Elsewhere, the CEO says Dramedy has “two or three great projects, which will probably happen in the next two to three years with Czech TV,” as well as three drama coproductions in development. Two of these are romantic dramas based on “historical figures from the CEE region,” while the other emanates from the region’s more recent past.

“It is a series inspired by the life of Ladislao Kubala, the Czechoslovak-Hungarian football player of the 1950s and 1960s who became the founder of the successful Barcelona football club. [It looks at his] life in Stalinist Czechoslovakia and his escape and journey through post-war Europe. It is a very attractive story covering an interesting period, as well as being about football.”

The latter project is not the first time Dramedy has delved into the more recent history of the region and made a success of it. The company’s award-winning series, Wonderful Times, ran for 115 episodes between 2009 and 2013, and explores the socialist Czech and Slovak history over three generations of a family.

Looking forward, Bobiňski has his sights on retaining more rights to the TV series that Dramedy produces, something he admits “is very hard” for Czech producers to negotiate.

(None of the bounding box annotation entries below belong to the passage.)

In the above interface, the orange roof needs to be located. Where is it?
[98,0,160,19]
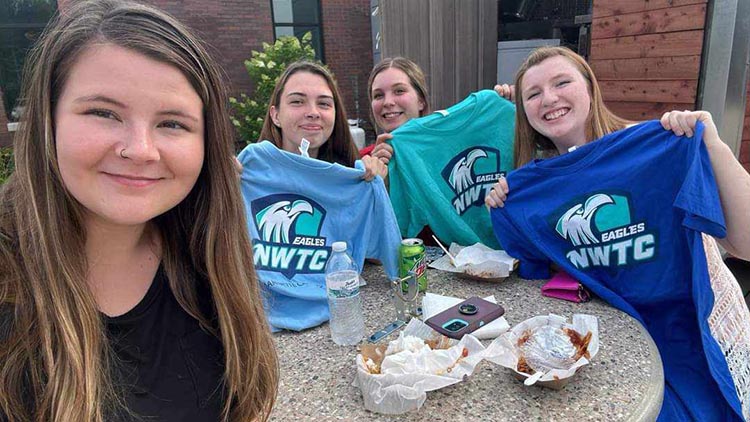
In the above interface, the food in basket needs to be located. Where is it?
[516,325,592,375]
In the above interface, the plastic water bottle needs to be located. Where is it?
[326,242,365,346]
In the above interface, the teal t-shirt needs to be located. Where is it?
[388,90,516,248]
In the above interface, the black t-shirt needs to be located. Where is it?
[0,267,224,422]
[105,268,224,421]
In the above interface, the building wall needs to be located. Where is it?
[58,0,373,128]
[740,78,750,172]
[321,0,374,120]
[0,88,12,147]
[589,0,706,120]
[117,0,273,95]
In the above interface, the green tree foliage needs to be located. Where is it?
[229,32,315,147]
[0,148,13,185]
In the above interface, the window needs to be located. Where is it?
[271,0,323,61]
[0,0,57,121]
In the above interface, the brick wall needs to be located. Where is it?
[130,0,273,95]
[321,0,373,124]
[58,0,273,95]
[0,88,11,147]
[740,80,750,172]
[58,0,373,132]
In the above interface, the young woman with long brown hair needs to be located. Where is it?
[485,47,750,420]
[360,57,431,164]
[258,61,388,180]
[0,0,278,421]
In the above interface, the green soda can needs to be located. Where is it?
[398,239,427,293]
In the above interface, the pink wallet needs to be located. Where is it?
[542,271,591,303]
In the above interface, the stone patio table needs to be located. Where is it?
[272,264,664,422]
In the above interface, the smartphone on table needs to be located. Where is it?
[425,297,505,339]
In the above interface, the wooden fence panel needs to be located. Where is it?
[593,0,707,18]
[589,0,707,121]
[590,30,703,60]
[591,0,706,39]
[599,80,698,103]
[589,56,701,80]
[607,101,693,122]
[380,0,498,109]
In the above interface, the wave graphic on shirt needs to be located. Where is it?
[557,194,615,246]
[449,149,487,191]
[256,200,313,243]
[440,147,505,215]
[548,192,658,269]
[250,193,331,278]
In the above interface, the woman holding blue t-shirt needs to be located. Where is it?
[485,47,750,420]
[485,47,750,260]
[260,61,388,180]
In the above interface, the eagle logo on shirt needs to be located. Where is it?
[557,194,615,246]
[550,192,657,269]
[256,199,313,243]
[250,193,330,278]
[441,147,505,215]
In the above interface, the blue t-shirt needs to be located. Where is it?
[388,90,516,248]
[238,141,401,331]
[492,121,742,421]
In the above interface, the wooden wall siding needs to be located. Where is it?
[380,0,498,110]
[592,0,706,38]
[594,0,706,18]
[589,30,703,63]
[589,0,707,120]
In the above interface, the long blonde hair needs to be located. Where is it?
[513,47,630,168]
[258,60,359,167]
[0,0,278,421]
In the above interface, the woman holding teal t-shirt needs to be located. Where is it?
[360,57,430,164]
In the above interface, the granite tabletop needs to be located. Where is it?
[271,264,664,422]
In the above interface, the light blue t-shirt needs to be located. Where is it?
[238,141,401,331]
[388,90,516,248]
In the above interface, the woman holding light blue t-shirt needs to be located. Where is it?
[259,61,388,180]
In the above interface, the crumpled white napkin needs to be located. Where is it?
[352,318,485,415]
[429,243,516,279]
[422,293,510,340]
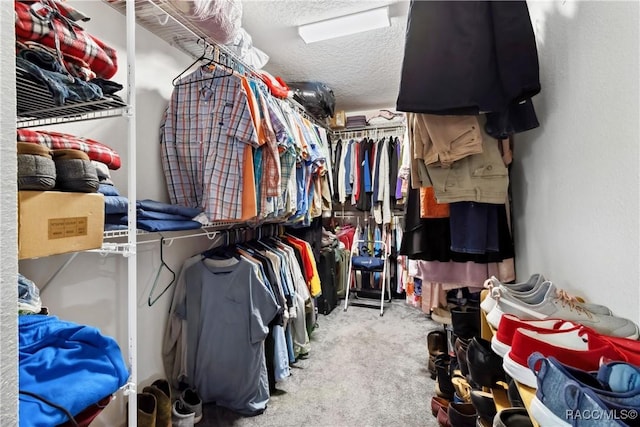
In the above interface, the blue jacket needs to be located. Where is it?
[18,314,129,427]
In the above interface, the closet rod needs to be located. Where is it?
[138,230,221,246]
[140,0,331,132]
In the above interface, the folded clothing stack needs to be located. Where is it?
[98,184,202,231]
[18,142,98,193]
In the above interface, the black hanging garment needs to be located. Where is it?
[316,248,338,315]
[397,0,540,139]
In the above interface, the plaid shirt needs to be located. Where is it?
[14,0,118,79]
[18,129,121,170]
[160,67,258,221]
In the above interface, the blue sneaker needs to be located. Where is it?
[528,353,640,427]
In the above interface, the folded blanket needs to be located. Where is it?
[17,129,121,169]
[136,209,192,221]
[18,314,129,426]
[14,0,118,79]
[136,199,202,218]
[104,196,129,215]
[98,184,120,196]
[136,219,202,231]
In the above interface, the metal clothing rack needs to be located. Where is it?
[103,0,330,131]
[331,124,407,139]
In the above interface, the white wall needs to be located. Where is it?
[512,1,640,321]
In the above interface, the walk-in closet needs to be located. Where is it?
[0,0,640,427]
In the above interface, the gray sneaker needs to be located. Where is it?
[171,400,196,427]
[487,281,638,339]
[480,274,611,316]
[180,388,202,424]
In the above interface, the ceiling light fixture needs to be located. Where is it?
[298,6,391,44]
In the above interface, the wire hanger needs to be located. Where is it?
[171,39,234,87]
[147,237,176,307]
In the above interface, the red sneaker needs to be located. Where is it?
[503,328,626,388]
[491,313,583,357]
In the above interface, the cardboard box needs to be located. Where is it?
[18,191,104,259]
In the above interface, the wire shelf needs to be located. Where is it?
[16,67,127,128]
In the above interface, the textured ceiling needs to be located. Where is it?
[242,0,409,111]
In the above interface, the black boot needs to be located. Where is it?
[451,306,480,339]
[435,353,455,401]
[427,331,447,380]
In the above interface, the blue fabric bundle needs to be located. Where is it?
[18,314,129,427]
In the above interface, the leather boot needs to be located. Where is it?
[447,402,478,427]
[467,337,506,388]
[435,353,455,401]
[137,392,157,427]
[142,379,171,427]
[453,337,471,378]
[427,330,447,380]
[451,306,480,339]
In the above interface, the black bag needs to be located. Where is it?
[287,82,336,120]
[316,249,338,315]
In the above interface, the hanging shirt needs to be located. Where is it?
[182,258,280,415]
[160,67,259,221]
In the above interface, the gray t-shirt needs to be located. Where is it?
[186,259,279,415]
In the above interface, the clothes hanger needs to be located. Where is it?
[171,39,233,87]
[147,237,176,307]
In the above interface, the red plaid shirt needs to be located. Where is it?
[18,129,121,170]
[15,0,118,79]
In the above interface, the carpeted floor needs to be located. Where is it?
[197,300,441,427]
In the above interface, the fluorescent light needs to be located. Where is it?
[298,6,391,44]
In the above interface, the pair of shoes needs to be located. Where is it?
[435,353,456,401]
[451,306,480,339]
[451,376,471,403]
[136,392,158,427]
[431,396,451,418]
[18,142,99,193]
[176,388,202,424]
[483,281,638,339]
[138,379,171,427]
[453,337,471,378]
[471,390,497,426]
[529,353,640,426]
[507,378,525,408]
[491,313,582,357]
[480,273,611,315]
[467,337,506,388]
[492,315,640,388]
[427,330,447,380]
[447,402,478,427]
[493,408,532,427]
[171,400,196,427]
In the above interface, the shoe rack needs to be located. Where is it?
[480,289,539,427]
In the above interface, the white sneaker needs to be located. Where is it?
[180,388,202,424]
[171,400,196,427]
[487,281,638,339]
[480,274,611,316]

Nevertheless, Dramedy has retained a share of revenues for sales outside of the region for Golden Swan and was able to strike a similar deal for The Manor House, which has sold to over 54 countries, including the US and China.

“This is always an important part of our conditions, because we know it is not possible to run a production company and invest in development without some library sales revenues,” explains Bobiňski.

With that in mind, it looks like Bobiňski will be wearing his APA hat for a good while yet.